In a staff meeting, I brought up how successful my semester with the Grade Nine English Literature class was because students had to put their phones on a table near the door. You can read about it here if you’d like. I wish all my colleagues were on the same page, yet they may very well be fighting the same battle — trying to keep their devices at arm’s length themselves. It feels like part of the human condition right now to make sure we own our things and our things don’t own us.

After I mentioned the success of a no-phone semester, a younger teacher — one who truly cares — came to me with a lot of questions.

“Can they be rewarded with their phone if they finish their work?” Her eyes were wide with curiosity.

“No. The phone is not a reward. It’s actually a punishment.

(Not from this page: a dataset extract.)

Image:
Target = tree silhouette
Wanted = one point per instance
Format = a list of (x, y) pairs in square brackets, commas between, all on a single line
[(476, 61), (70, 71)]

Nobody knows that yet.” I smiled because I believe it.

She cocked her head. “Should I give them work if they finish early — worksheets or something?”

I shrugged. “If you want.”

She smiled and said she’d try.

A few days later she came back and told me they weren’t doing the worksheets, or even the fun things she had planned to engage them — games, books, etc.

“They just sit there.”

I laughed.

“Let them.”

“Let them?”

“Just sit there?”

“Yes. Absolutely. Because eventually they will talk to someone, or decide to do something, or nap if they’re tired. They might listen to their peers having a conversation, overhear how to answer a question, or even hear about the challenges and hardships in someone’s life. Their brain will wander the hallways of their thoughts. That’s where creativity lives — in those empty moments when we aren’t actively doing something. You know when you’re folding laundry or doing something mindless and you start daydreaming? That. That’s what you want. I don’t think they should be distracted by the phone.”

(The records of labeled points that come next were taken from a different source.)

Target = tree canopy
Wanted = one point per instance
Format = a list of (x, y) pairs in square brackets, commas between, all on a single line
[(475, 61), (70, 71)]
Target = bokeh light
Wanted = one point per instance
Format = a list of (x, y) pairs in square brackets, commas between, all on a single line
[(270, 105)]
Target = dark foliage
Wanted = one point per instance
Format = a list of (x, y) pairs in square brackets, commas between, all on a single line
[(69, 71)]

This sweet teacher gave me a solid “huh” and said she’d give it a go.

I don’t know how it all turned out for her, but I said what I said — and I believe it.

The void

The void is not scary. I think the void is where ideas and random thoughts swirl together — the place where you don’t think you’re thinking. It’s where seeds are planted and slowly begin to grow. We don’t notice until one day an idea just pops up. It feels miraculous, but what’s truly miraculous is allowing our brains to move in the direction of silence and emptiness.

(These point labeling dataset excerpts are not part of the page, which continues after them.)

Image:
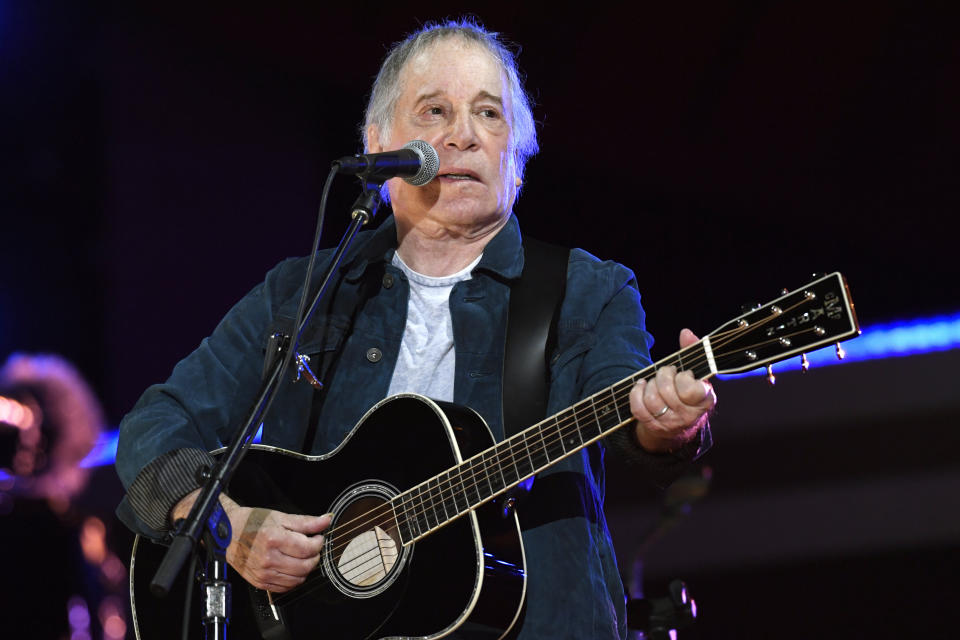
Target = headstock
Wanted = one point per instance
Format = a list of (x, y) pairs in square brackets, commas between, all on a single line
[(807, 318)]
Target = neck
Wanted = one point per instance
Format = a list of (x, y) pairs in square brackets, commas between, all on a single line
[(440, 250)]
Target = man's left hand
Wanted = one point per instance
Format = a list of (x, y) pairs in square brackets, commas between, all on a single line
[(672, 407)]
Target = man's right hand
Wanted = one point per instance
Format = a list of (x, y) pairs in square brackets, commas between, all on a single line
[(272, 550)]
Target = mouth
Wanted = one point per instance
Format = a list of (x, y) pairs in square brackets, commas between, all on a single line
[(458, 175)]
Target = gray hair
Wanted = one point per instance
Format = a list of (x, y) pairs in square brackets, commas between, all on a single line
[(386, 88)]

I don’t know the science behind it, but I feel like nature likes filling voids. So if we leave our brains alone long enough, eventually the silence — the emptiness — will be filled.

I hope we find time to do nothing. I hope we always look up and see the tops of the trees, the shapes in the clouds. Sit in quiet and listen to ambient noise. Notice sunlight moving across walls through the trees. I hope we love our brains enough to let them be tickled by the ordinary.

I hope.

As always, thank you for reading, Lovelies.